INDIAN President Shri Pranab Mukherjee visited Papua New Guinea in late April, as part of a mission to further develop connections between the two nations.
In a joint statement released by the two leaders, Mr Mukherjee and PNG governor general Sir Michael Ogio said the visit had features wide ranging and constructive discussions, underlying close bilateral ties between the two nations.
Both leaders expressed confidence that there was great potential for increased cooperation between the two countries, with PNG keen for larger trade volumes with India.
“Both sides agreed to expedite the conclusion of a Bilateral Investment Promotion and Protection Agreement (IPPA) to facilitate investments,” the statement said.
“Keeping in view India’s desire to achieve energy security, Papua New Guinea agreed to develop new avenues of cooperation with India in exploration and development of Papua New Guinea’s vast oil and gas resources through joint ventures and Indian public and private sector investment in new and existing projects.”
“Both leaders agreed to enhance bilateral relations in the economic, security, defence, education and health sectors,” the statement said.
As a means to do this, Papua New Guinea announced it would introduce a visa on arrival for Indian tourists, complementing India’s move to do the same for nationals of Pacific Islands countries in 2015.
A series of memoranda of understanding (MOUs) were signed during the course of the visit, including one on cooperation in the health sector and another for the establishment of a centre of excellence in information technology in Papua New Guinea.
Another MOU for cooperation on agricultural research was signed by the University of Technology, Lae, and the Indian Council of Agricultural Research.
India also pledged to provide a US$100 million credit line for development of infrastructure in PNG, while retroviral drugs and equipment for the treatment of 20,000 HIV patients in Papua New Guinea would also be provided for one year.
Mr Mukerjee also met PNG prime minister Peter O’Neill, discussing opportunities for cooperation in agricultural production, downstream hydrocarbon processing and healthcare and education exchange.

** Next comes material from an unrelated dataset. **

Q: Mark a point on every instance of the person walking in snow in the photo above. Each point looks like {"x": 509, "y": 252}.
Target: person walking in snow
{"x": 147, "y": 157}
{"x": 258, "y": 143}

Mr O’Neill said PNG could learn a great deal from India in these fields, adding that its support was appreciated in defence cooperation and the technical and economic cooperation program.
“In food production India has moved from being import-dependent on food, to now being a net food exporter,” he said.
“We further discussed the potential for co-operation in downstream processing for our hydrocarbon sector as we move away from exporting only raw oil and gas.”
Mr O’Neill said India and PNG engage in a number of international forums and this continues to increase.
“Our two countries have a healthy dialogue in the Forum for India-Pacific Islands co-operation and we have offered to host the next meeting in Papua New Guinea,” he said.
“Papua New Guinea fully supports India’s bid for permanent seat on the United Nations Security Council, and we have further pledged our support for India becoming a member of Asia Pacific Economic Cooperation (APEC).”